Bagan Sungai Burong has a population about 300 people, mostly of Chaozhou (潮州) descent. The largest family name in the village is known as 'Heng'(王) in Teochew dialect. They are mainly involved in fishing activities. Most of the younger generations are moving to the big cities such as Kuala Lumpur, Ipoh, and Johor Bahru. There is a Chinese primary school in the village called SJK (C) Chong San. For those who want to further their education they have to go to the nearby towns such as Bagan Datoh or Teluk Intan.

Bagan Sungai Burong was one of the fishing villages hit by the 2004 Indian Ocean earthquake, which saw the destruction of many fishing ships as a result of large waves. However, there were no human casualties.

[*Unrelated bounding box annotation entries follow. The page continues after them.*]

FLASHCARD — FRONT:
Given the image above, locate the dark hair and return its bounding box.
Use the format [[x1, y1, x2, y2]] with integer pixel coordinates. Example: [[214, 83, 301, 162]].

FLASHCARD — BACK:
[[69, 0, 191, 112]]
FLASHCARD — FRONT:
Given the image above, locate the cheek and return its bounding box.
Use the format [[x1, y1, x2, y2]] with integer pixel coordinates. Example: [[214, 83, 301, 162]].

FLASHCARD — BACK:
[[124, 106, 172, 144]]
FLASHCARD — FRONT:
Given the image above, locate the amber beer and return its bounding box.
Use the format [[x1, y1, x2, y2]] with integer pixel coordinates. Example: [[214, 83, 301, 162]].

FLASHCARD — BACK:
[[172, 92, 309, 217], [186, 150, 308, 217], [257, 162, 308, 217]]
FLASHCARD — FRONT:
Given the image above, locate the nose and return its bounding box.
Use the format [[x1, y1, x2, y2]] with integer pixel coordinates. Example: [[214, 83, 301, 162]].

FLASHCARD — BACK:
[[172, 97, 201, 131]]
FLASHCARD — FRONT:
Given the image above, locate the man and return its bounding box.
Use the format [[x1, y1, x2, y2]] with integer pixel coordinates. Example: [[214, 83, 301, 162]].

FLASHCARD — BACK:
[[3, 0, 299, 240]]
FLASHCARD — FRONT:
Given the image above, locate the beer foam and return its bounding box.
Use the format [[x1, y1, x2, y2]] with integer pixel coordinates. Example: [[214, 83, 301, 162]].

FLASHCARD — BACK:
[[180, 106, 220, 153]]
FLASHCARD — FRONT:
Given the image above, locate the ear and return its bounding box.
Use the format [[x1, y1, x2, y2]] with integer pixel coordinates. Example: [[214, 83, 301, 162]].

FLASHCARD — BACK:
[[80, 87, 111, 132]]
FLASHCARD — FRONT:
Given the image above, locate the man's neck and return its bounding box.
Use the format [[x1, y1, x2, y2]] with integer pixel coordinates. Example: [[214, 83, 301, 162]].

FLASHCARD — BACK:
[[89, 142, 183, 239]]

A Sunflower Garden was opened in Bagan Sungai Burong in 2020 and quickly became popular with Malaysian tourists, making it a tourist attraction in Bagan Datuk District. The garden occupies a  plot of farm land. Besides rows of sunflowers, the garden is landscaped with water channels with fish, duck ponds, bridges, gazebos, swing chairs, and photography props.

In terms of tourist attractions, the village also boasts an aquarium, several seafood restaurants and a jetty for boats leaving for tours of the Nine Islands and to "Sky Mirror" (seabed reflection) locations.